Aucun pays n’est invincible et nous trouverons un jour plus fort que nous. La résilience d’une nation c’est sa capacité à se relever et à revenir dans la course après un choc important. Plus le niveau technologique de base d’une société est éloigné des “technologies de pointe” du moment, plus la chute sera rude et l’effort pour se relever important. Un trop grand décalage peut nous entraîner dans les poubelles de l’histoire alors que nous pensions caracoler en tête avec nos missiles Exocet, notre IA et notre arme nucléaire. Ce sont des techniques systémiques, très utiles à un instant T, mais qui ne font pas progresser d’un iota le niveau technologique de base d’une nation. Un dirigeant doit agir en la matière comme un joueur prudent : il doit sauvegarder souvent sa partie en encourageant la production conjointe de techniques systémiques, pour assurer notre puissance du moment et de techniques isolées, comme un filet de sécurité en cas de pépin massif. D’autant que le climat, les volcans et les astéroïdes sont des catastrophes parfaitement inévitables et tout à fait complémentaires aux ennemis bien humains. 0.3°C de refroidissement climatique ont eu la peau de la plus vieille dynastie royale européenne.
La grande industrie, basée sur des machines, ne sait pas produire des techniques isolées. Elle n’invente pas, elle innove et ne produit que de nouvelles techniques systémiques par-dessus les précédentes. Sauvegarder la civilisation est affaire d’artisans.
Conclusion
Le modèle artisanal ne cherche pas la croissance, il cherche l’excellence, qui offre depuis des siècles un rayonnement sans égal à la France. Lorsqu’il le faut, ce tissu économique est suffisamment souple pour se reconfigurer à des fins de défense, ou simplement pour s’adapter à un changement brutal de l’environnement. Avoir une armée professionnelle, très technique, au format réduit est très bien lorsqu’il faut projeter nos forces sur des théâtres extérieurs, comme ce fut le cas en ce début de XXIème siècle. Si la guerre, les catastrophes climatiques ou la maladie frappent à nouveau à nos portes, nous ne tiendrons pas dans la durée sans la reconfiguration totale de l’économie, qui doit donc en être capable, c’est-à-dire ne pas trop reposer sur des machines.
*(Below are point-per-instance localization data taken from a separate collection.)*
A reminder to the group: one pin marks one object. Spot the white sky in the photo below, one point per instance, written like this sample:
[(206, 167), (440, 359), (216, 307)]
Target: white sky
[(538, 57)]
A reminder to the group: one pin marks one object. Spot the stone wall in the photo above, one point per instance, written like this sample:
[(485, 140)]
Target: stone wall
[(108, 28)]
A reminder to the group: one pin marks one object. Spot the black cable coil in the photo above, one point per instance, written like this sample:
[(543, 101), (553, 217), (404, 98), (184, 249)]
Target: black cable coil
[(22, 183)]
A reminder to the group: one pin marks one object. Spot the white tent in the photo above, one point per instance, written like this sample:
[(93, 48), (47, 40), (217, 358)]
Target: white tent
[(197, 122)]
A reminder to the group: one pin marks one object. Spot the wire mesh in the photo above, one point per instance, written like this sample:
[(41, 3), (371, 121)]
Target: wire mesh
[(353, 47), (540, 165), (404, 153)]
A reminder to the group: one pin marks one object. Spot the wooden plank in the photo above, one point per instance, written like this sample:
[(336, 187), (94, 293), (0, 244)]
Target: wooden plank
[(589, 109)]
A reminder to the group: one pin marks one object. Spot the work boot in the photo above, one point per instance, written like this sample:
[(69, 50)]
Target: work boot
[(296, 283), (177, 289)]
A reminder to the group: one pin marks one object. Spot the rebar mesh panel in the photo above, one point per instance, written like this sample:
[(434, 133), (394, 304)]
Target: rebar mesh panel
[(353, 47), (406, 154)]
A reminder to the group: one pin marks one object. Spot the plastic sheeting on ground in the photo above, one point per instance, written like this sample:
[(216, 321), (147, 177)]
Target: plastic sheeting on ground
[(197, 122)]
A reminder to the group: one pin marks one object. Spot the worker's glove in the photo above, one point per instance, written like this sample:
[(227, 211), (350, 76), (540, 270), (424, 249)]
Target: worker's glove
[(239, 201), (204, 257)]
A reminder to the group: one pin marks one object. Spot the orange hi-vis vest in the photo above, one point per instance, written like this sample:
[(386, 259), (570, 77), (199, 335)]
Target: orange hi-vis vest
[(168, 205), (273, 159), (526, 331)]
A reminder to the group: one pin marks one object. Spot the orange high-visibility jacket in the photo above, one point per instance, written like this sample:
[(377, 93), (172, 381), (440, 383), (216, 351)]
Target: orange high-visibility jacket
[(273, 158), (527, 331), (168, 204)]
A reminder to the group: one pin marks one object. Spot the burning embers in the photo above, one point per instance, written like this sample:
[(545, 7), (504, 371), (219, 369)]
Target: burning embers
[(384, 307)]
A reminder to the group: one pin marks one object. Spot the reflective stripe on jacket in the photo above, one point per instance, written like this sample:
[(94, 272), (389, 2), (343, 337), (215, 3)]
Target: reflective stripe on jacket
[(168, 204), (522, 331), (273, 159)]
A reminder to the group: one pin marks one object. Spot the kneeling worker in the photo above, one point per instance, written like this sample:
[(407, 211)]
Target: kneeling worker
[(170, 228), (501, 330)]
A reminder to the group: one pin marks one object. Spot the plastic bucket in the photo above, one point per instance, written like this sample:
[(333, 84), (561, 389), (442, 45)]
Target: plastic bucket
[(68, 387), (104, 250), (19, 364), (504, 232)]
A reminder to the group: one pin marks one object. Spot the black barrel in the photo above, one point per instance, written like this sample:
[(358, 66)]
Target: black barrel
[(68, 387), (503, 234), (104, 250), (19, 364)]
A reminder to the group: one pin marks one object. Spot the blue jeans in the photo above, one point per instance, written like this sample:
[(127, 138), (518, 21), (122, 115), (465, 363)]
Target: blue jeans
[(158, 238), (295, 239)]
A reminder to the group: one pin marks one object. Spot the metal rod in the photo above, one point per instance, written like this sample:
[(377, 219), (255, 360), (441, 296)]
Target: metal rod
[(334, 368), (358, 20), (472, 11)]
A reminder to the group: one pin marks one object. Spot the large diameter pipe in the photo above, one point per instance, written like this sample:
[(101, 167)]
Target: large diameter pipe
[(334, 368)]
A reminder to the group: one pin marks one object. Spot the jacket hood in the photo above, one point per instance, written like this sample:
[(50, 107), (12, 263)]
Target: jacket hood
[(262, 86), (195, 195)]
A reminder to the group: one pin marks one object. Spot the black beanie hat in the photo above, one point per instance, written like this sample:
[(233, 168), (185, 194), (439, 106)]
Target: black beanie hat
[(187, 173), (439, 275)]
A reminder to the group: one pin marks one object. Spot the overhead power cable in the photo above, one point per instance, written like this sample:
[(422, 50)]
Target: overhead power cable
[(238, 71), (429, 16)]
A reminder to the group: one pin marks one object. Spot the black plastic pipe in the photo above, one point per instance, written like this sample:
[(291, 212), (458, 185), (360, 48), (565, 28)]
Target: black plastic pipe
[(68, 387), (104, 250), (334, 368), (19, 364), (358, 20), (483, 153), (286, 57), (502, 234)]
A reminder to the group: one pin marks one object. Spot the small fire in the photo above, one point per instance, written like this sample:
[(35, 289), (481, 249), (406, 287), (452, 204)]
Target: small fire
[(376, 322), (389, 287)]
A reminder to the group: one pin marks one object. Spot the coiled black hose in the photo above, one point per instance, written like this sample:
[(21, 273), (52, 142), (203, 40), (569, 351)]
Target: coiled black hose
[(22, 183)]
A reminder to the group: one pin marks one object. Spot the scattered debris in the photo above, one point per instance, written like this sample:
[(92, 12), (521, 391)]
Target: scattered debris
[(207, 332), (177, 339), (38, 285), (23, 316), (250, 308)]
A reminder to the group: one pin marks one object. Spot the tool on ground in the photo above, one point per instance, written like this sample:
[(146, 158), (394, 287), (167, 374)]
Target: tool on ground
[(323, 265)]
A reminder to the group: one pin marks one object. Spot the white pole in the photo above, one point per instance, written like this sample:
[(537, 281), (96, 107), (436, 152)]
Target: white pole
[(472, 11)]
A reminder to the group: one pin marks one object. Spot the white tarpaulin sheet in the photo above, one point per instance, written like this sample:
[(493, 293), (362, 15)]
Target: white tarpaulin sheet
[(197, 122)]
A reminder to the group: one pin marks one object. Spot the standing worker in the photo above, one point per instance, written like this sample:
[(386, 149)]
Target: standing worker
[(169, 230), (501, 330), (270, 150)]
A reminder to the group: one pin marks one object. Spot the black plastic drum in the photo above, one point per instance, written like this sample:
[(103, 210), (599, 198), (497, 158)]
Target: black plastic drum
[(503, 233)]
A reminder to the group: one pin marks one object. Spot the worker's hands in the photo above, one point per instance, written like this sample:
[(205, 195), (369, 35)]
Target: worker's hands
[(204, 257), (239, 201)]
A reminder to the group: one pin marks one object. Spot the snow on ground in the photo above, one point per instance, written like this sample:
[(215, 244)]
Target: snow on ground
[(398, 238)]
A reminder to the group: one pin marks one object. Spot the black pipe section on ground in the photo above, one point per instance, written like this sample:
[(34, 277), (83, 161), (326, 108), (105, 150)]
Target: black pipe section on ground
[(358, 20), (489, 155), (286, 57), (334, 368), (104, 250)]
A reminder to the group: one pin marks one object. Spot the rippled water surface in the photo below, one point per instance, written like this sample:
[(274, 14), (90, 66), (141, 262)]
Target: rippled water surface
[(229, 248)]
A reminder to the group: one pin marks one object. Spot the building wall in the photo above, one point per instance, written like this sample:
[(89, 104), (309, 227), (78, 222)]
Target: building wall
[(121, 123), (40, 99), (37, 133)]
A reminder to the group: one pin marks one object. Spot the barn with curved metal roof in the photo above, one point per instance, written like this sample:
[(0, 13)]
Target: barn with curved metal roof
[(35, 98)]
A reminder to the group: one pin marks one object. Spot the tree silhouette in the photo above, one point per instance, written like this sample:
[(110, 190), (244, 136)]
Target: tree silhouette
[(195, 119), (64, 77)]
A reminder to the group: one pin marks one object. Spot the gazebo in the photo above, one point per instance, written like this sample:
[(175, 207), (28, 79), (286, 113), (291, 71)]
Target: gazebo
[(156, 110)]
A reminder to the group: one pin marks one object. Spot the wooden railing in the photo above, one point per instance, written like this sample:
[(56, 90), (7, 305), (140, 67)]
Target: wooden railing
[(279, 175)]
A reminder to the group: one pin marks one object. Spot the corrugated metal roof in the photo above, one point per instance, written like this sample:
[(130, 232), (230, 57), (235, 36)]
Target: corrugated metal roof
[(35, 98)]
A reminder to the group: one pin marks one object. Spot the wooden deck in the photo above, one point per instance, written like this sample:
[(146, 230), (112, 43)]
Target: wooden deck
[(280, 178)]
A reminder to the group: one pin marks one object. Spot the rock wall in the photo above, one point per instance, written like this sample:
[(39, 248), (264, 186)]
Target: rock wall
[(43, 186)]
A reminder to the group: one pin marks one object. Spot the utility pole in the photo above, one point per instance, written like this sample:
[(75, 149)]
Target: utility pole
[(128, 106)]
Que l’on ne s’y méprenne pas : la puissance n’est pas un but en soi. Elle n’est que le bouclier devant défendre notre bonheur en tant que Nation et notre quiétude. Le modèle machiniste est une forme d’idolâtrie ou de magie noire qui nous offre un grand pouvoir au prix de notre asservissement. Ce n’est pas un hasard si le génie littéraire Tolkien proposait l’Anneau Unique comme métaphore de la machine ultime.
Cette conférence est extraite d’un livre en cours de rédaction, qui tente de proposer un imaginaire, un projet de société à nos contemporains, ce dont nous manquons cruellement. Tous vos retours m’intéressent, j’ai volontairement inclus dans cette conférence des idées et propositions qui ne sont pas encore tout à fait consolidées.